System integration and software development company, Navicon has migrated its analytics solution for FMCG companies to Microsoft Azure cloud. Now Navicon’s clients decrease cost of local infrastructure and use analytical capacity of Azure Data Platform preparing their reports, including AI and big data tools.
Navicon FMCG BI is aimed at simplifying companies’ assessment of its efficiency, including product promotion. The system provides tools to analyze the whole sales chain, activities and efficiency of field staff, to control partners in following contract terms and position of the products among rivals’ products, as well as to calculate prime cost up to SKU. Navicon’s clients also use FMCG BI for bonus calculation for sales representatives, control of accounts receivable, arrangement of P&L structure and other tasks. The solution can work with data from CRM, ERP, CLM and other systems, which were previously implemented in a company as well as databases.

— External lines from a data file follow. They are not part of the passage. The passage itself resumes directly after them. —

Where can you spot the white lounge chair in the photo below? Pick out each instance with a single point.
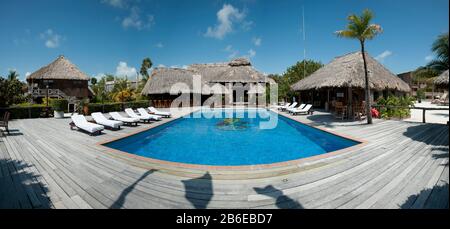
(284, 106)
(305, 110)
(132, 114)
(293, 108)
(81, 123)
(128, 121)
(160, 113)
(99, 118)
(144, 113)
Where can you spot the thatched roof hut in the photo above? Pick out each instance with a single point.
(163, 80)
(348, 71)
(442, 80)
(60, 69)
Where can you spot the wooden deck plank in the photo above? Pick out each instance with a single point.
(74, 172)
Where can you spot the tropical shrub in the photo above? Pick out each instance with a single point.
(420, 94)
(11, 91)
(395, 107)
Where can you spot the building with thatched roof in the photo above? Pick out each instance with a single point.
(237, 82)
(343, 81)
(59, 79)
(442, 80)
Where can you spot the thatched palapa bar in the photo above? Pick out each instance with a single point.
(342, 82)
(237, 82)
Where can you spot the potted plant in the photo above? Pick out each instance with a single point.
(59, 106)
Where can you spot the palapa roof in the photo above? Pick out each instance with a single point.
(348, 71)
(163, 80)
(61, 69)
(442, 80)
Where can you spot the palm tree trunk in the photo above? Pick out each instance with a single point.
(367, 88)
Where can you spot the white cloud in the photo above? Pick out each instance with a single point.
(247, 25)
(429, 58)
(134, 20)
(257, 41)
(116, 3)
(226, 17)
(383, 55)
(123, 70)
(52, 39)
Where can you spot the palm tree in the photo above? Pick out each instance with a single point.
(360, 28)
(146, 65)
(440, 48)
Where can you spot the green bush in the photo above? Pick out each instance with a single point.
(395, 107)
(23, 112)
(59, 104)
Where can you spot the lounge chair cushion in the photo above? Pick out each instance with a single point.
(102, 120)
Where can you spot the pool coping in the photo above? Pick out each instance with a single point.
(295, 162)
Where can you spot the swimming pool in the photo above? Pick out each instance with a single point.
(231, 138)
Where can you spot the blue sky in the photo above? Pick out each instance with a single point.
(113, 36)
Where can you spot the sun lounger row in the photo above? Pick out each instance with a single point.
(117, 120)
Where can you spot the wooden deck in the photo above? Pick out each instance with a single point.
(43, 164)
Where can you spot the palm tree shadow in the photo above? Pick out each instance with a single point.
(437, 198)
(121, 200)
(199, 191)
(21, 188)
(282, 201)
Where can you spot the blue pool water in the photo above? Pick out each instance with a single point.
(230, 142)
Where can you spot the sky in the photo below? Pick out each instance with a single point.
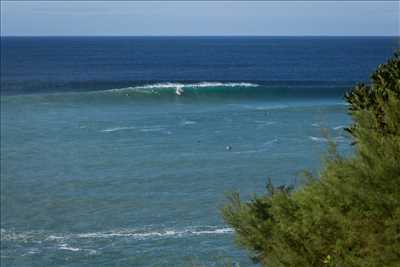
(274, 18)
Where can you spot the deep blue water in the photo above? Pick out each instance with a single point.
(113, 150)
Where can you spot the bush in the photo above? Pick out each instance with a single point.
(350, 214)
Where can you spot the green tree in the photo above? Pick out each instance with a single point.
(350, 214)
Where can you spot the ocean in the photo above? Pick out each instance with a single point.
(119, 151)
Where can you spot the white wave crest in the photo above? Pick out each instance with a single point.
(339, 127)
(155, 234)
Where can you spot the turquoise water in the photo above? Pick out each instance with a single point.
(114, 149)
(136, 179)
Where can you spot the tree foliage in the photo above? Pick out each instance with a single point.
(350, 214)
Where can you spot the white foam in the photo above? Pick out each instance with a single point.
(66, 247)
(108, 130)
(62, 239)
(188, 122)
(339, 127)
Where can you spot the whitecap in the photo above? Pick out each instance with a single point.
(338, 139)
(179, 87)
(339, 127)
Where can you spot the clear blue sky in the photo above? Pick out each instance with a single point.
(200, 18)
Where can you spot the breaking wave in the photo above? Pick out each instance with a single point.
(42, 236)
(180, 88)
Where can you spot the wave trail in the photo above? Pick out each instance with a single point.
(179, 88)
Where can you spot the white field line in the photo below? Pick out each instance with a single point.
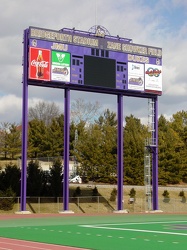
(105, 226)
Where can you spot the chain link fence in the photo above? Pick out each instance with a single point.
(89, 204)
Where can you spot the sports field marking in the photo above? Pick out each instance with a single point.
(139, 223)
(107, 227)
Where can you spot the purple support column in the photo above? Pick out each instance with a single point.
(155, 157)
(24, 124)
(120, 153)
(66, 149)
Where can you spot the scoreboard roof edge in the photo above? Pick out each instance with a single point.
(88, 39)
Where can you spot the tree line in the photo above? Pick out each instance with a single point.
(95, 148)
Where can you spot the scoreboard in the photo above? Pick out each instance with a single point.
(96, 60)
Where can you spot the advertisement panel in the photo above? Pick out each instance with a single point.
(136, 76)
(83, 58)
(39, 64)
(60, 66)
(153, 77)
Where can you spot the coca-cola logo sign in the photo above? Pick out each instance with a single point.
(39, 64)
(43, 64)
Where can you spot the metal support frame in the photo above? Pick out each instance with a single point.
(66, 149)
(151, 153)
(24, 125)
(120, 153)
(120, 95)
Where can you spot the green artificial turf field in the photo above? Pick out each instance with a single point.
(104, 232)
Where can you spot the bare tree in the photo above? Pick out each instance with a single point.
(44, 111)
(84, 111)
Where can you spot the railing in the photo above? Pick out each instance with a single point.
(91, 204)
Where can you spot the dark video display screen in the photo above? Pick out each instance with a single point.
(99, 72)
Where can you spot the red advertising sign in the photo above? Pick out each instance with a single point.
(39, 64)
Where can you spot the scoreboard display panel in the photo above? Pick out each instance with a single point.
(72, 57)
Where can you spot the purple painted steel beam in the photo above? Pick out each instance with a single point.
(120, 153)
(155, 157)
(66, 149)
(24, 125)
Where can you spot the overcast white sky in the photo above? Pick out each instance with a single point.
(160, 23)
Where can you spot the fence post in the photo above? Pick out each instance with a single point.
(39, 205)
(98, 204)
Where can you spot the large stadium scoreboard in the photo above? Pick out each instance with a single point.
(93, 59)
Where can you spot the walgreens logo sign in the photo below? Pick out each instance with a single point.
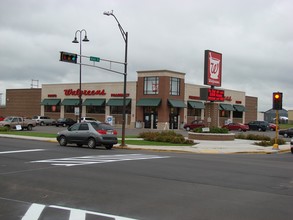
(72, 92)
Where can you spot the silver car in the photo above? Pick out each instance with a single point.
(91, 134)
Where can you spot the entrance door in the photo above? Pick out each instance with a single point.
(173, 121)
(150, 120)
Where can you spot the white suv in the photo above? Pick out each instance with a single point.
(43, 120)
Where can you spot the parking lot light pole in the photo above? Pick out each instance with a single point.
(85, 39)
(125, 38)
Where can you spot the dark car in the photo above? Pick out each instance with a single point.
(194, 124)
(286, 132)
(91, 134)
(258, 125)
(236, 127)
(65, 122)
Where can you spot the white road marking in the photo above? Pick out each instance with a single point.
(87, 160)
(35, 211)
(21, 151)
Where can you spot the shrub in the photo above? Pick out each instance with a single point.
(213, 130)
(165, 136)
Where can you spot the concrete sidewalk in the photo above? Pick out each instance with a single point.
(203, 147)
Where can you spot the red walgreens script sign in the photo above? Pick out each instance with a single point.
(213, 68)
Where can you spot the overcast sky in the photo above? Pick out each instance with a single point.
(255, 38)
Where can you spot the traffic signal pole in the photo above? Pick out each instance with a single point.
(276, 145)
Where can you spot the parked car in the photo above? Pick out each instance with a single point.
(65, 122)
(194, 124)
(236, 127)
(15, 122)
(91, 134)
(273, 126)
(258, 125)
(88, 119)
(44, 120)
(286, 132)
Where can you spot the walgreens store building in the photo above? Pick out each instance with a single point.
(159, 99)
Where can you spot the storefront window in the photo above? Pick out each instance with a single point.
(52, 108)
(174, 86)
(194, 112)
(224, 113)
(151, 85)
(95, 109)
(69, 108)
(119, 109)
(237, 114)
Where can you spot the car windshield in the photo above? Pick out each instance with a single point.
(101, 126)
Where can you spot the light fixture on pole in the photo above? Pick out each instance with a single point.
(125, 37)
(85, 39)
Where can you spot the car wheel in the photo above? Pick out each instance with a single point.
(62, 141)
(91, 143)
(109, 147)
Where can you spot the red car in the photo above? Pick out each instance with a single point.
(194, 124)
(236, 126)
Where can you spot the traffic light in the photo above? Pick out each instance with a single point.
(68, 57)
(277, 100)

Thanks to migration of Navicon FMCG BI to Microsoft Azure cloud Navicon’s clients:
- can use advanced analytics, including the one for work with big data;
- can decrease cost of local infrastructure;
- can get reports and insights in any part of the world and on any device;
- can quickly scale cloud storage resources, when needed, and, correspondingly, computing capacity of Azure Data Platform.
Now companies can choose the most relevant version of the solution among those offered by the system integration company:
1. Deployment of Navicon FMCG BI on local servers of FMCG companies. This way can be chosen by those, who have enough computing capacity and whose security policy does not allow putting data into cloud.
2. Hybrid scenario. It will be relevant for those, who would want to store data on local infrastructure and use innovative tools for its analysis, which are available in Microsoft Azure cloud.
3. Cloud scenario. It will be suitable for a wide range of companies, which need additional Azure Data Platform tools – big data analytics and AI. Besides, companies, which have just started developing their BI competencies, can lower cost of experiment starting with low capacity and without capital costs.